En holigan taraftar olarak bildiğimiz İngiltere’de sokakta iki takım taraftarları birbirlerine 1 metre mesafeden bağırıp, tezahürat ediyor. Fakat bakıyorsunuz ki kimse birbirine dokunmuyor bile. Yurt dışında gittiğim bir Şampiyonlar Ligi maçında Türk ve İngiliz taraftar iki tribün arası birbirine bağırıyordu. Kâh İngilizce kâh Türkçe giden tartışmada iki taraf birbirine çıkışta buluşmayı teklif ederken, elleriyle boğaz kesme işareti yapıyordu. Küfürler sertti, ortam gergindi. Sonra bir anda bizimki elindeki pet şişeyi İngiliz’e fırlattı. Yanına “yabancı madde” düşünce o tehditler savuran adam bir anda kilitlendi. Şişeyi yerden aldı ve oradaki kadın ve çocukları göstererek bunun yanlış olduğunu söyledi.

Bizdeyse neredeyse her hafta başka bir olay. Şenol Güneş geçmişte Bursaspor – Karagümrük maçı sonrasında çıkan olaylarda “Türkiye Futbol Federasyonu 14 yabancı oyuncu serbest kararı alacağına yabancı hakem getirsin. Suç yapan, tekme atanı teşvik edersen, ceza vermezsen oyuncu sertliğe devam eder. Rakip takım antrenörü ‘normal’ diyor. Futbol oynanmıyor, bir kavga yapıyor” diyerek çözümü yabancı hakemde bulsa da ne kadar çözüm olur emin değilim.

Elbette dünyada da bizim kadar taşkınlık yapan taraftarlar yok değil. Yıllar önce Afrika Uluslar Kupası’nda Gana ve Ekvador Ginesi arasındaki maçtaki taşkınlığı dindirmek için polis biber gazı, tazyikli su ve cop yetmeyince helikopter ile müdahale etmişti. Avrupa’da zamanında sahaya tavşan, domuz ve hatta motorsiklet bile atıldı. Fakat sonra Avrupa’da sahaya atılan yabancı maddeler “ömür boyu spor müsabakalarından men”e kadar varan cezalar aldığı için protestolar ve atılan “yabancı maddeler” daha koordine ve zekice yöntemlere yöneldiler. İsviçre kanalı Roger Federer maçı yüzünden Basel – Luzern maçının saatini kaydırınca her iki takım taraftarı da sahaya tenis topu atmıştı. Sonrasında aynı yöntem bu kadar manidar olmasa da İngilitere’de bilet fiyatlarını protesto etmek için kullanıldı. Hırvatistan’da başkanı aynı zamanda pastane zinciri sahibi olan Hajduk Split takımının taraftarları kötü gidişi protesto etmek için sahaya yüzlerce donut atmıştı.
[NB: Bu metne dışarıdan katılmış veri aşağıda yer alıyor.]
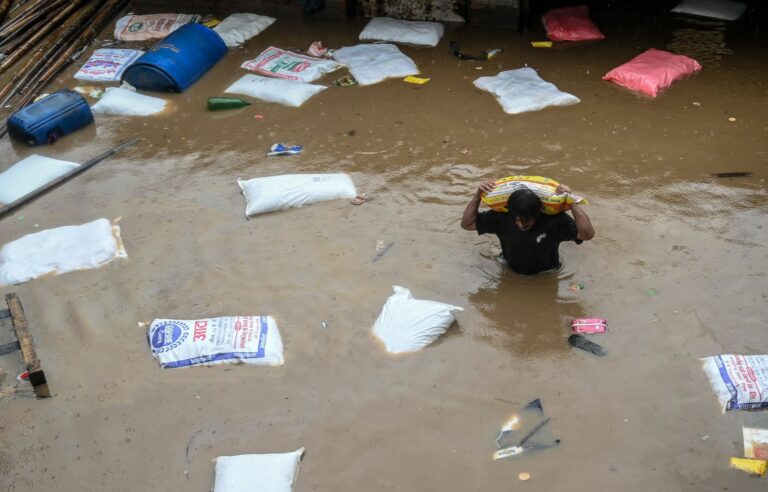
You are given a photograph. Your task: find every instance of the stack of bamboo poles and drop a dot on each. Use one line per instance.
(39, 38)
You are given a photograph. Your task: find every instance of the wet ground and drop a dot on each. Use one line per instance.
(678, 267)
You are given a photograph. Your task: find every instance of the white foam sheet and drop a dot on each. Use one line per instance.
(239, 28)
(716, 9)
(30, 174)
(522, 90)
(419, 33)
(122, 102)
(286, 191)
(60, 250)
(407, 324)
(372, 63)
(291, 93)
(274, 472)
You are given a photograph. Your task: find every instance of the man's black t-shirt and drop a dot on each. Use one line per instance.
(534, 250)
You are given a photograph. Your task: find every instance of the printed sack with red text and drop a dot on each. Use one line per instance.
(740, 381)
(570, 24)
(206, 342)
(288, 65)
(652, 71)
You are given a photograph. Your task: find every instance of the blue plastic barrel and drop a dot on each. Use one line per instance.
(176, 62)
(45, 121)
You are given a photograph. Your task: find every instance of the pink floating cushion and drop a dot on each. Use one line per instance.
(652, 71)
(570, 24)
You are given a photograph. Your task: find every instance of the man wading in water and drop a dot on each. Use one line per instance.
(529, 239)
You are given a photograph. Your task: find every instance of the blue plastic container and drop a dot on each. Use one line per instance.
(54, 116)
(176, 62)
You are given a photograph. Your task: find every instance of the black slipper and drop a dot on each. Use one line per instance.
(581, 342)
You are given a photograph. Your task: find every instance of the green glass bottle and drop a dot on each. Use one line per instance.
(217, 103)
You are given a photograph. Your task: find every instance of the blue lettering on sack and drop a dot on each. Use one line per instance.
(734, 401)
(167, 336)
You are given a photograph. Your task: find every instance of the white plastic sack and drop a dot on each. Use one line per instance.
(239, 28)
(117, 101)
(407, 324)
(288, 92)
(107, 65)
(417, 33)
(717, 9)
(291, 66)
(740, 381)
(60, 250)
(206, 342)
(152, 26)
(30, 174)
(257, 472)
(372, 63)
(522, 90)
(293, 190)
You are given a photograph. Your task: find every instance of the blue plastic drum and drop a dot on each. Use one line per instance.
(176, 62)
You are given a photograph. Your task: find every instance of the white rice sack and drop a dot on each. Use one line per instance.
(206, 342)
(288, 92)
(417, 33)
(107, 65)
(239, 28)
(716, 9)
(117, 101)
(407, 324)
(739, 381)
(282, 64)
(293, 190)
(257, 472)
(372, 63)
(522, 90)
(60, 250)
(152, 26)
(30, 174)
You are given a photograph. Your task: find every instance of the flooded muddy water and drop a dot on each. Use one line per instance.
(678, 268)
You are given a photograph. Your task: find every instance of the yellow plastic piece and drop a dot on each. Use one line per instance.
(416, 80)
(755, 467)
(544, 188)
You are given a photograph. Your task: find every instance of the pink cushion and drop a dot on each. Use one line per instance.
(652, 71)
(570, 24)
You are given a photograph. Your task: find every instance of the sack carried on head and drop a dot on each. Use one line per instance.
(552, 203)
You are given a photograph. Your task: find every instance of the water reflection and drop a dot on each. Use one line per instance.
(527, 315)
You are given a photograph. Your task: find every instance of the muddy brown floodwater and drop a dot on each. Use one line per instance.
(641, 418)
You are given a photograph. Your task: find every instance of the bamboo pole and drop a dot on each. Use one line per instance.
(5, 6)
(61, 36)
(47, 28)
(24, 200)
(36, 14)
(81, 42)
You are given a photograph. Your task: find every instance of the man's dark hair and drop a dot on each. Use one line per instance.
(524, 204)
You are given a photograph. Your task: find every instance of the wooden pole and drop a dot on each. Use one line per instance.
(65, 58)
(24, 200)
(28, 352)
(64, 32)
(54, 22)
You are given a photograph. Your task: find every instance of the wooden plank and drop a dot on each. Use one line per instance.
(28, 353)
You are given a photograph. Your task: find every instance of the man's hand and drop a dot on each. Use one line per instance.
(486, 187)
(470, 213)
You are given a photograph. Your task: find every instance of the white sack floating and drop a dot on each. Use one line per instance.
(60, 250)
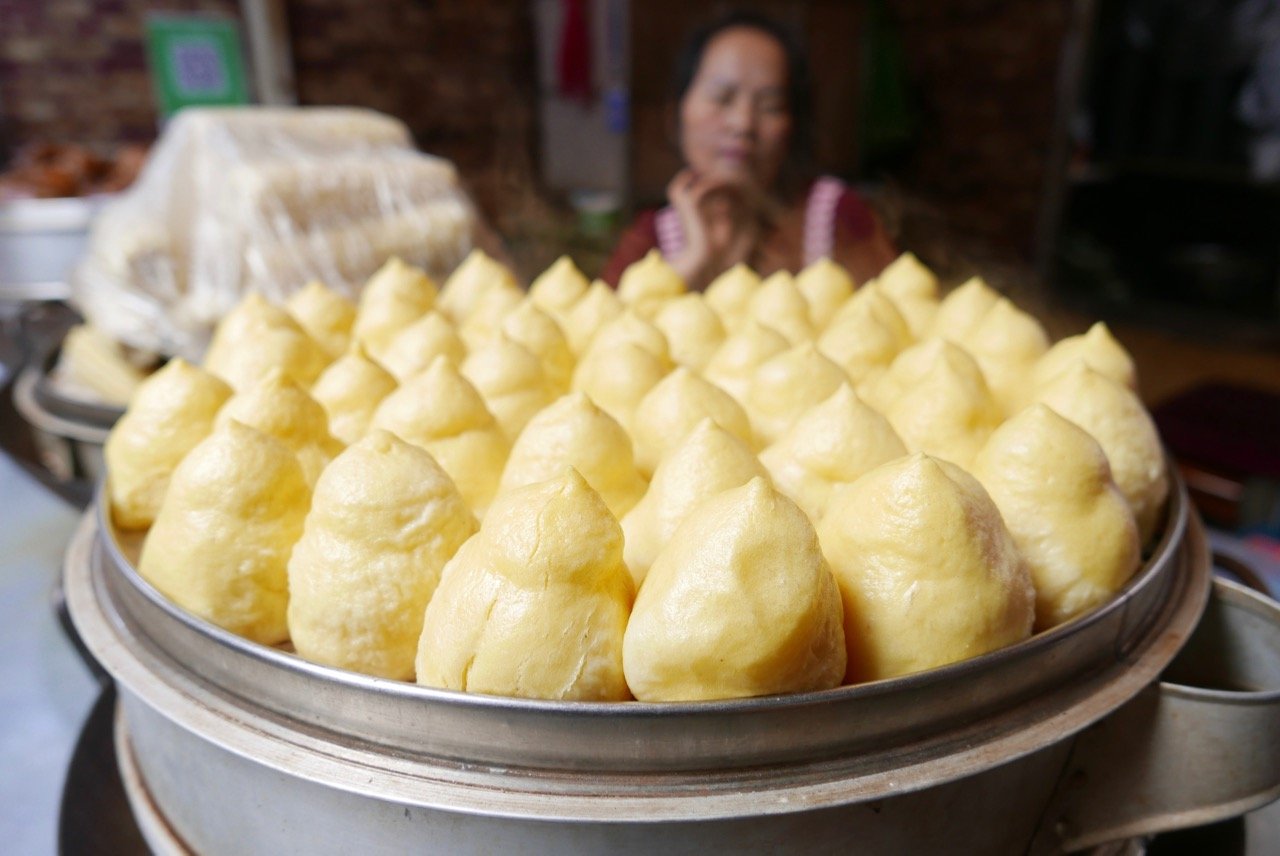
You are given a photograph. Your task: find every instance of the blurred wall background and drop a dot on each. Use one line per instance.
(981, 77)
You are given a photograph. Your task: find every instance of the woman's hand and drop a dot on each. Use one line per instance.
(720, 221)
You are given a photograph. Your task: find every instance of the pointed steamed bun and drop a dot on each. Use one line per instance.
(1054, 489)
(707, 462)
(394, 297)
(672, 408)
(325, 315)
(469, 284)
(826, 285)
(832, 443)
(512, 381)
(350, 390)
(1115, 416)
(1097, 348)
(735, 362)
(693, 330)
(730, 294)
(927, 571)
(257, 337)
(649, 283)
(598, 307)
(575, 433)
(279, 407)
(440, 411)
(739, 604)
(169, 413)
(535, 604)
(417, 346)
(558, 288)
(222, 541)
(383, 521)
(787, 385)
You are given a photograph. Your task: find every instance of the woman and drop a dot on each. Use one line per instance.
(745, 193)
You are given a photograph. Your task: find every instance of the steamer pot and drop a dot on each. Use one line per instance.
(1059, 742)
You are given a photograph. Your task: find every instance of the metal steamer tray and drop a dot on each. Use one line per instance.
(218, 724)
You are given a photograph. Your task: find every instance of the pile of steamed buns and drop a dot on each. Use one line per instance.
(576, 493)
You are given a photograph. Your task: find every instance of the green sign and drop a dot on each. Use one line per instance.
(195, 60)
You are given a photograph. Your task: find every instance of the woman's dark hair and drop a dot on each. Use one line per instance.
(798, 166)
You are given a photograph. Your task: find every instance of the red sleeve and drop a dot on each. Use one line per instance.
(860, 242)
(640, 237)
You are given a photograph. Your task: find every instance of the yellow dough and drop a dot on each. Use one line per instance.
(487, 315)
(824, 285)
(740, 603)
(169, 413)
(257, 337)
(558, 288)
(325, 315)
(830, 444)
(630, 328)
(707, 462)
(542, 337)
(575, 433)
(780, 305)
(1115, 416)
(419, 344)
(914, 291)
(1097, 348)
(910, 367)
(440, 411)
(1054, 489)
(617, 378)
(1008, 343)
(672, 408)
(384, 520)
(927, 571)
(787, 385)
(535, 604)
(735, 362)
(963, 309)
(947, 412)
(512, 383)
(222, 541)
(394, 297)
(470, 282)
(865, 335)
(730, 294)
(350, 390)
(598, 307)
(693, 330)
(649, 283)
(279, 407)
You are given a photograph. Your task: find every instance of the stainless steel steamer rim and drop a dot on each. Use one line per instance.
(556, 760)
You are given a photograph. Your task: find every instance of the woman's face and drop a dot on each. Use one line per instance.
(735, 122)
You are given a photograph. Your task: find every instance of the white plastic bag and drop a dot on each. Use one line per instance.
(252, 198)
Tribündeki medeniyet seviyemiz “muhasır medeniyetler” seviyesine çıkmadan maç tatilleri de tartışmalar da bitmez. Medeniyet seviyesi de tribün kapatarak, maç tatil ederek yükselmez. Tüm çürük elmaları toplayıp, cezaları da caydırıcı yapmadıkça taraftar cin fikrini yaratıcı protestoya değil cebindeki modemi, nasıl soktuğu belli olmayan rakı şişesini, ayakkabısını sahaya fırlatmaya ve kafaya denk getirince mutlu olmaya harcar.